La crise agraire existe donc dans les environs de Rome depuis près de 2 500 ans. Elle ne se manifeste pas seulement par l’élaboration des lois. Les anciens Romains ont vu l’émeute gronder sur le Forum et la guerre civile éclater entre les partis : les Gracques en furent victimes. De nos jours, on lit fréquemment dans les journaux que les paysans d’un village ont envahi la propriété voisine et s’en sont partagé les terres pour les ensemencer ; si le propriétaire résiste et si la force publique intervient, le conflit devient facilement meurtrier.

Il y a donc encore actuellement dans la province de Rome une crise agraire. Quelles en sont les causes ? Quel en pourrait être le remède ? Telles sont les questions qui se posent tout naturellement et auxquelles nous voudrions essayer de répondre.

La crise agraire se manifeste ici par la lutte pour la terre ; il s’agit de savoir pourquoi la terre de ce pays ne nourrit pas les hommes qui le peuplent. C’est seulement par une analyse aussi exacte que possible de l’organisation de la propriété que nous pourrons espérer découvrir les causes du malaise, en examinant attentivement si cette organisation est en harmonie avec les conditions du travail, l’état social de la population et les besoins de la société moderne.

Lorsque nous aurons déterminé les causes de la crise agraire, nous verrons quels remèdes y ont été proposés ; nous constaterons que l’intervention des pouvoirs publics est actuellement nécessaire, mais que cette intervention a des limites bien précises et qu’elle est par elle-même inefficace si elle n’est pas secondée par l’action énergique et persévérante des initiatives privées.
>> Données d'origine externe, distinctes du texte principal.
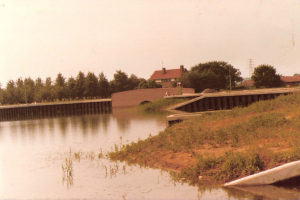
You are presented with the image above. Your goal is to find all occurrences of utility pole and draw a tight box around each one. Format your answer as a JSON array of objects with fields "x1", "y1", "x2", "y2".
[
  {"x1": 249, "y1": 59, "x2": 253, "y2": 78},
  {"x1": 228, "y1": 67, "x2": 231, "y2": 91}
]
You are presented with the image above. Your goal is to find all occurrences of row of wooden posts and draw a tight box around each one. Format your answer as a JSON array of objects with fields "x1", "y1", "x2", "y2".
[
  {"x1": 175, "y1": 93, "x2": 289, "y2": 112},
  {"x1": 0, "y1": 100, "x2": 112, "y2": 121}
]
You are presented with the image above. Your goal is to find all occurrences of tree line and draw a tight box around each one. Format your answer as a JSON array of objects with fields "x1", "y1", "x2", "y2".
[
  {"x1": 0, "y1": 61, "x2": 290, "y2": 104},
  {"x1": 0, "y1": 70, "x2": 161, "y2": 104},
  {"x1": 178, "y1": 61, "x2": 243, "y2": 93}
]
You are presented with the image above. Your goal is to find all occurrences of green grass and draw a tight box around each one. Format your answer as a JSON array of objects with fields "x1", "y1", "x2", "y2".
[{"x1": 108, "y1": 93, "x2": 300, "y2": 183}]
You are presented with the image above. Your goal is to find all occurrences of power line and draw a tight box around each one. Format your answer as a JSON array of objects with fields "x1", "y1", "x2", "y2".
[{"x1": 249, "y1": 58, "x2": 253, "y2": 77}]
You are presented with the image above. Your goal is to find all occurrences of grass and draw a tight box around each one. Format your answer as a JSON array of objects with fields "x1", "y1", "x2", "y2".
[
  {"x1": 138, "y1": 98, "x2": 187, "y2": 112},
  {"x1": 108, "y1": 93, "x2": 300, "y2": 184}
]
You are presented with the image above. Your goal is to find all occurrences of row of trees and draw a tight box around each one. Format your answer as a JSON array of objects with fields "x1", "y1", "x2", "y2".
[
  {"x1": 179, "y1": 61, "x2": 243, "y2": 92},
  {"x1": 251, "y1": 65, "x2": 284, "y2": 88},
  {"x1": 0, "y1": 70, "x2": 161, "y2": 104},
  {"x1": 0, "y1": 61, "x2": 283, "y2": 104}
]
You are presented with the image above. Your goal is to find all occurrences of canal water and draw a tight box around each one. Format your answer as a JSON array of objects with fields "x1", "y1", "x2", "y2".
[{"x1": 0, "y1": 109, "x2": 299, "y2": 199}]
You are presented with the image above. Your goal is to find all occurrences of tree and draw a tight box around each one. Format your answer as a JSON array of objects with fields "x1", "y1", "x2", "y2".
[
  {"x1": 24, "y1": 77, "x2": 35, "y2": 103},
  {"x1": 66, "y1": 77, "x2": 76, "y2": 99},
  {"x1": 191, "y1": 61, "x2": 243, "y2": 90},
  {"x1": 136, "y1": 80, "x2": 162, "y2": 89},
  {"x1": 54, "y1": 73, "x2": 66, "y2": 101},
  {"x1": 98, "y1": 72, "x2": 111, "y2": 98},
  {"x1": 128, "y1": 74, "x2": 145, "y2": 90},
  {"x1": 110, "y1": 70, "x2": 130, "y2": 92},
  {"x1": 178, "y1": 61, "x2": 243, "y2": 92},
  {"x1": 75, "y1": 71, "x2": 85, "y2": 99},
  {"x1": 15, "y1": 78, "x2": 25, "y2": 103},
  {"x1": 42, "y1": 77, "x2": 56, "y2": 102},
  {"x1": 4, "y1": 80, "x2": 16, "y2": 104},
  {"x1": 34, "y1": 78, "x2": 45, "y2": 102},
  {"x1": 251, "y1": 65, "x2": 283, "y2": 88},
  {"x1": 83, "y1": 72, "x2": 99, "y2": 98}
]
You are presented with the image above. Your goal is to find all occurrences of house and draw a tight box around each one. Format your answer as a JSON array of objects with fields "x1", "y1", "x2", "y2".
[
  {"x1": 240, "y1": 76, "x2": 300, "y2": 87},
  {"x1": 150, "y1": 65, "x2": 187, "y2": 88},
  {"x1": 280, "y1": 76, "x2": 300, "y2": 87}
]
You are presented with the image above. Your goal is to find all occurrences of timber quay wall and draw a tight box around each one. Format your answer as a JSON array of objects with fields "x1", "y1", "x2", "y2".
[
  {"x1": 169, "y1": 88, "x2": 299, "y2": 112},
  {"x1": 0, "y1": 99, "x2": 112, "y2": 122}
]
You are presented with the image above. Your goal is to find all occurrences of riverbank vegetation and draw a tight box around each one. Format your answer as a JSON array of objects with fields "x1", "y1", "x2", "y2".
[
  {"x1": 109, "y1": 93, "x2": 300, "y2": 184},
  {"x1": 0, "y1": 70, "x2": 162, "y2": 105}
]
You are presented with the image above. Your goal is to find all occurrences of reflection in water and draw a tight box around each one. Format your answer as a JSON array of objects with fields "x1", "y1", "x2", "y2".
[{"x1": 0, "y1": 109, "x2": 300, "y2": 199}]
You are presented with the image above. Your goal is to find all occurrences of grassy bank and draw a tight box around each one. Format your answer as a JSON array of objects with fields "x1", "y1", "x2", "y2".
[{"x1": 109, "y1": 93, "x2": 300, "y2": 184}]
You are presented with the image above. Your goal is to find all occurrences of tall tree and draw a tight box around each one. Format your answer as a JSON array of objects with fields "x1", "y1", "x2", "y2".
[
  {"x1": 54, "y1": 73, "x2": 66, "y2": 101},
  {"x1": 34, "y1": 78, "x2": 44, "y2": 102},
  {"x1": 251, "y1": 65, "x2": 284, "y2": 88},
  {"x1": 4, "y1": 80, "x2": 16, "y2": 104},
  {"x1": 66, "y1": 77, "x2": 76, "y2": 99},
  {"x1": 110, "y1": 70, "x2": 129, "y2": 92},
  {"x1": 136, "y1": 79, "x2": 162, "y2": 89},
  {"x1": 98, "y1": 72, "x2": 111, "y2": 98},
  {"x1": 191, "y1": 61, "x2": 243, "y2": 89},
  {"x1": 24, "y1": 77, "x2": 35, "y2": 103},
  {"x1": 84, "y1": 72, "x2": 99, "y2": 98},
  {"x1": 15, "y1": 78, "x2": 25, "y2": 103},
  {"x1": 128, "y1": 74, "x2": 142, "y2": 90},
  {"x1": 75, "y1": 71, "x2": 85, "y2": 99}
]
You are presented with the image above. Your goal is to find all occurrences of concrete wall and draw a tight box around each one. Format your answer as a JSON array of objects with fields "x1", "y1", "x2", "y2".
[{"x1": 111, "y1": 88, "x2": 195, "y2": 108}]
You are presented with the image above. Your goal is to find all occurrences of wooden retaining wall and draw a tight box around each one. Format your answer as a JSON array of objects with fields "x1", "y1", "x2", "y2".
[
  {"x1": 171, "y1": 91, "x2": 292, "y2": 112},
  {"x1": 0, "y1": 99, "x2": 112, "y2": 122}
]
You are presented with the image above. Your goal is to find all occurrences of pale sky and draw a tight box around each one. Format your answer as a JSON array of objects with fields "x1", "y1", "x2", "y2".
[{"x1": 0, "y1": 0, "x2": 300, "y2": 87}]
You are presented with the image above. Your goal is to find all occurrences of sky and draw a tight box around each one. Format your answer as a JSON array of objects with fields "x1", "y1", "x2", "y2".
[{"x1": 0, "y1": 0, "x2": 300, "y2": 87}]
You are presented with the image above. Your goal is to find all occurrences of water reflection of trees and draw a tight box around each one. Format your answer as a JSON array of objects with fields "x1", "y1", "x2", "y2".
[{"x1": 112, "y1": 108, "x2": 168, "y2": 132}]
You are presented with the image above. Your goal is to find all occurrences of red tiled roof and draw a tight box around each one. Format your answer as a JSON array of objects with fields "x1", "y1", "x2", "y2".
[
  {"x1": 280, "y1": 76, "x2": 300, "y2": 83},
  {"x1": 241, "y1": 80, "x2": 254, "y2": 86},
  {"x1": 241, "y1": 76, "x2": 300, "y2": 86},
  {"x1": 150, "y1": 69, "x2": 181, "y2": 80}
]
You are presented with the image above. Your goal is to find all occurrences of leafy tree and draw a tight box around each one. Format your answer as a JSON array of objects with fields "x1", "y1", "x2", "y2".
[
  {"x1": 0, "y1": 85, "x2": 5, "y2": 105},
  {"x1": 98, "y1": 72, "x2": 111, "y2": 98},
  {"x1": 54, "y1": 73, "x2": 66, "y2": 101},
  {"x1": 178, "y1": 61, "x2": 243, "y2": 92},
  {"x1": 24, "y1": 77, "x2": 35, "y2": 103},
  {"x1": 14, "y1": 78, "x2": 26, "y2": 103},
  {"x1": 84, "y1": 72, "x2": 99, "y2": 98},
  {"x1": 42, "y1": 77, "x2": 56, "y2": 102},
  {"x1": 66, "y1": 77, "x2": 76, "y2": 99},
  {"x1": 136, "y1": 80, "x2": 162, "y2": 89},
  {"x1": 75, "y1": 71, "x2": 85, "y2": 99},
  {"x1": 34, "y1": 78, "x2": 44, "y2": 102},
  {"x1": 191, "y1": 61, "x2": 243, "y2": 89},
  {"x1": 4, "y1": 80, "x2": 16, "y2": 104},
  {"x1": 128, "y1": 74, "x2": 145, "y2": 90},
  {"x1": 110, "y1": 70, "x2": 130, "y2": 92},
  {"x1": 251, "y1": 65, "x2": 283, "y2": 88}
]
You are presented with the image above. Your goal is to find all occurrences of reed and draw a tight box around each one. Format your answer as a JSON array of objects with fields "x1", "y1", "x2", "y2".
[{"x1": 108, "y1": 93, "x2": 300, "y2": 183}]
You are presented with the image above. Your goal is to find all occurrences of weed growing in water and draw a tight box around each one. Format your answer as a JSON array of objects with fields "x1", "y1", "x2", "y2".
[{"x1": 61, "y1": 149, "x2": 74, "y2": 188}]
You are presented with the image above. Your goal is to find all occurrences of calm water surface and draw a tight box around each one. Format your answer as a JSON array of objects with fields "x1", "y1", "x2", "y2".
[{"x1": 0, "y1": 109, "x2": 299, "y2": 199}]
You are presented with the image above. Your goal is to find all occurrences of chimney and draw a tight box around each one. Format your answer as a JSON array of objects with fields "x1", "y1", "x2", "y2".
[{"x1": 180, "y1": 65, "x2": 184, "y2": 74}]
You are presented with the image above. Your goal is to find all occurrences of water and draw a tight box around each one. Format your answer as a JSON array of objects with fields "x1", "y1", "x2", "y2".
[{"x1": 0, "y1": 109, "x2": 299, "y2": 199}]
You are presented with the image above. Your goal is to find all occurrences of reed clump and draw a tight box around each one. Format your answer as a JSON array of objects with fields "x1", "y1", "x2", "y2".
[{"x1": 108, "y1": 93, "x2": 300, "y2": 183}]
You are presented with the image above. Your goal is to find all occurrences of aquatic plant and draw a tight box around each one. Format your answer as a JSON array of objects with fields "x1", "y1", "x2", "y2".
[{"x1": 108, "y1": 93, "x2": 300, "y2": 182}]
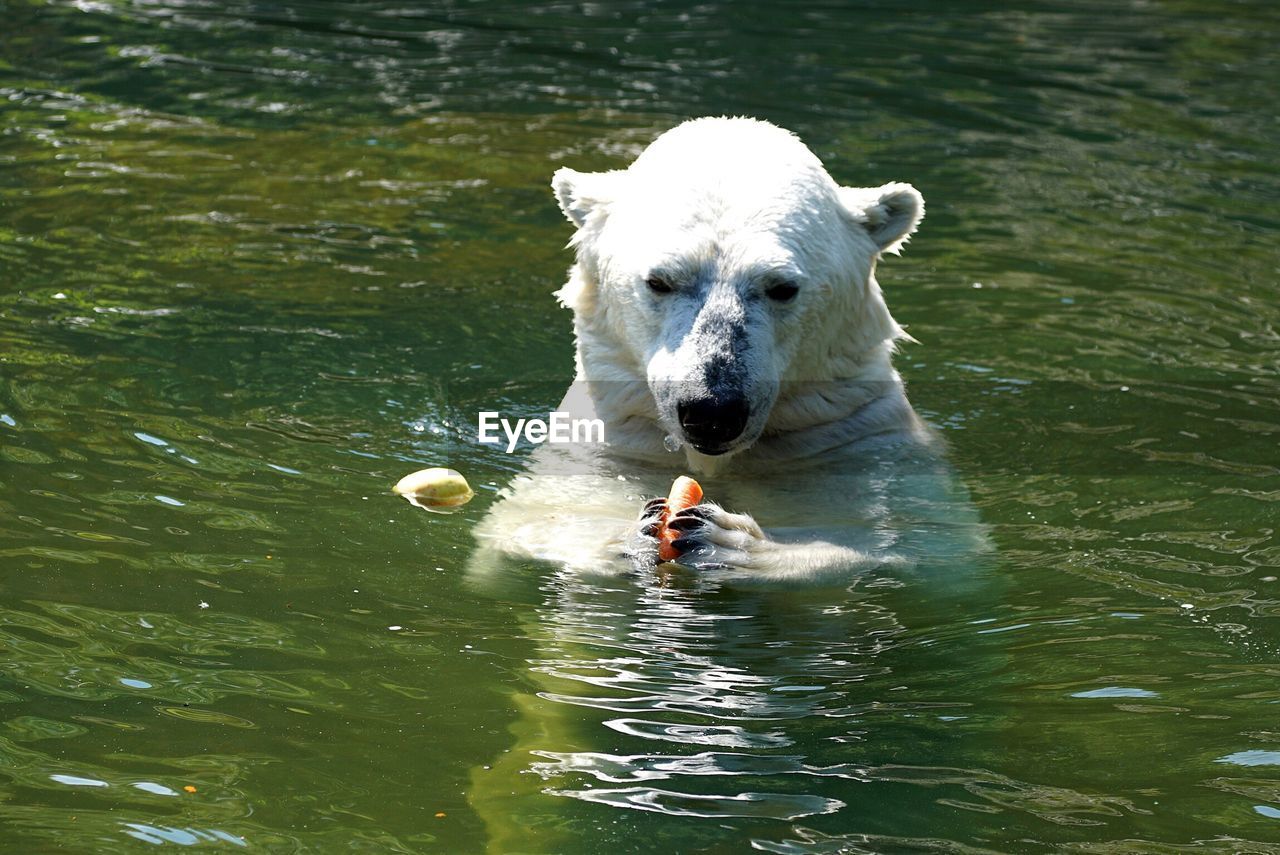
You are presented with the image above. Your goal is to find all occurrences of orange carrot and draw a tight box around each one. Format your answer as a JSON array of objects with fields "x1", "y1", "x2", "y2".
[{"x1": 658, "y1": 475, "x2": 703, "y2": 561}]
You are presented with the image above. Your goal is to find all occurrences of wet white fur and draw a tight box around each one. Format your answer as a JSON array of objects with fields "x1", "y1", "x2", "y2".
[{"x1": 476, "y1": 119, "x2": 977, "y2": 581}]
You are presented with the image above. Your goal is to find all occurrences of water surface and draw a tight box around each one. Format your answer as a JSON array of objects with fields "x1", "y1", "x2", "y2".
[{"x1": 0, "y1": 0, "x2": 1280, "y2": 852}]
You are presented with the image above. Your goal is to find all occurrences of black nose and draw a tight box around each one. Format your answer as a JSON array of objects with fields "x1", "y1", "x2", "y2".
[{"x1": 676, "y1": 397, "x2": 751, "y2": 454}]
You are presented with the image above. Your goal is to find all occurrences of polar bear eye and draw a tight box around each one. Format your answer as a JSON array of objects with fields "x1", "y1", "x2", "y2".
[
  {"x1": 764, "y1": 282, "x2": 800, "y2": 303},
  {"x1": 644, "y1": 276, "x2": 675, "y2": 294}
]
Nous serons amenés à conclure par cette affirmation devenue banale que la valeur propre de l’homme, résultat de la formation sociale et de l’éducation familiale, est le facteur dominant dans les problèmes qui se posent devant l’observateur des sociétés humaines. La prospérité, la supériorité sociales appartiennent aux individus et aux peuples qui savent le mieux s’adapter aux conditions du lieu et du temps pour maîtriser les forces naturelles et en tirer les moyens d’existence les plus abondants pour favoriser l’essor de la race.

Une étude monographique comme celle qu’on va lire n’a d’autre but que de déterminer, par une observation limitée mais minutieuse, et par une analyse détaillée et méthodique, les conditions de la prospérité sociale dans une région donnée et les causes qui y font obstacle, afin de permettre à l’homme de la réaliser par les moyens que l’expérience reconnaît efficaces.

La science sociale n’a de raison d’être que si elle permet, par la connaissance des lois sociales, d’augmenter le bien-être des sociétés, d’atténuer leurs souffrances et de les rendre prospères.




  1. Cf. Edmond Demolins, Comment la route crée le type social. Firmin-Didot. On trouvera dans cet ouvrage la description des principaux types sociaux et l’explication de leurs caractères distinctifs.